Who does not know the AIDA model (attention, interest, desire and action)? But in practice, it is easy to see five major trends in people of communication: the school of seducers, argumentationists, motivationists, semiologists and technologists (read on this subject Little Guide for Great Advertising Success).
If it is impossible to disqualify one of these five currents of thought, since each is effective under certain conditions, it is still possible to identify a winning attitude (not a recipe) which is unanimous: no message can to be fully effective without being seen, appreciated (especially in the socio-cultural sense), attributed (that we know who communicates) and understood.

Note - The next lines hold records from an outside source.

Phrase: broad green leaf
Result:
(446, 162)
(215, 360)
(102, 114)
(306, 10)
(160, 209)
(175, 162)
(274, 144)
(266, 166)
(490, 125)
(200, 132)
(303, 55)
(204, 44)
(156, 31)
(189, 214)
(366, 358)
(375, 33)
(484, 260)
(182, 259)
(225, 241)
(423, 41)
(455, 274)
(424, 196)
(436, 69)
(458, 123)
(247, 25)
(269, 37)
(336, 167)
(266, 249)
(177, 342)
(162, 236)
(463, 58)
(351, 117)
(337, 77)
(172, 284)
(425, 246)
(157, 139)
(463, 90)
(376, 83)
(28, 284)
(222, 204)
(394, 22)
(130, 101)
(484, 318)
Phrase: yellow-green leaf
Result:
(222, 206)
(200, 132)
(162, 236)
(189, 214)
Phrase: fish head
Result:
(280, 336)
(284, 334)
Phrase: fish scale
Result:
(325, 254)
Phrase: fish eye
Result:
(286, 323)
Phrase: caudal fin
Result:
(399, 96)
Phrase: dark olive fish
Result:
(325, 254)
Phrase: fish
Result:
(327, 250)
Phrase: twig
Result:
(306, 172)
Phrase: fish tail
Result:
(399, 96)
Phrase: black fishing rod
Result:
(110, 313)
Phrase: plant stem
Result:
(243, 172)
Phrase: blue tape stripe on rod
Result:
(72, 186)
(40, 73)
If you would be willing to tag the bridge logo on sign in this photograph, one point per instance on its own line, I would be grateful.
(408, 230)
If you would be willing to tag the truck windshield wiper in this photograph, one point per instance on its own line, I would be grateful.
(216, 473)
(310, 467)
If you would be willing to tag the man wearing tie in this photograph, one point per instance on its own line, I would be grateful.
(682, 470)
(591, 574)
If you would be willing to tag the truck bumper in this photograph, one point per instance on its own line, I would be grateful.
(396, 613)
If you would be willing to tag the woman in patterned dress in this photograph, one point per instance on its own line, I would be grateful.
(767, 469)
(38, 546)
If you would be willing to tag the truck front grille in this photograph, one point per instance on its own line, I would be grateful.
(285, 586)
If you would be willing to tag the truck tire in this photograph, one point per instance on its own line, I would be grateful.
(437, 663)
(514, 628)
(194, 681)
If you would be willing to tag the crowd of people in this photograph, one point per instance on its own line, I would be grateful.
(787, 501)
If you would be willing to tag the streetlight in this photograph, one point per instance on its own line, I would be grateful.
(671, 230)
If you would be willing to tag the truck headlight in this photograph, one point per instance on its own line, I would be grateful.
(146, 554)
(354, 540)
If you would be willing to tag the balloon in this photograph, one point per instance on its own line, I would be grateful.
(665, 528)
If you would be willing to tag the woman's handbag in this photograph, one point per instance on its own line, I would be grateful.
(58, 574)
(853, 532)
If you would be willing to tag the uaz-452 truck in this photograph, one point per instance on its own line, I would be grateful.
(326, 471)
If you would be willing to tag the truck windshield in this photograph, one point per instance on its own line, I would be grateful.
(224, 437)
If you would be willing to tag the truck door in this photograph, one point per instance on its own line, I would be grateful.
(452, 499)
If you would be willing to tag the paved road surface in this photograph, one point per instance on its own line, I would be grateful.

If a message is not articulated around these four conditions, its chances of success will be reduced. Besides, if you analyze any communication flop you will always find errors on at least one of the aspects mentioned. So to get back to the value that an interaction on the web can have, we have to determine to what extent it indicates that a message has been seen, appreciated, attributed and understood.
Digital has facilitated the measurement of communication actions, but the collection of information is only one step in the measurement process. Because the latter is fundamentally strategic, methodological and analytical.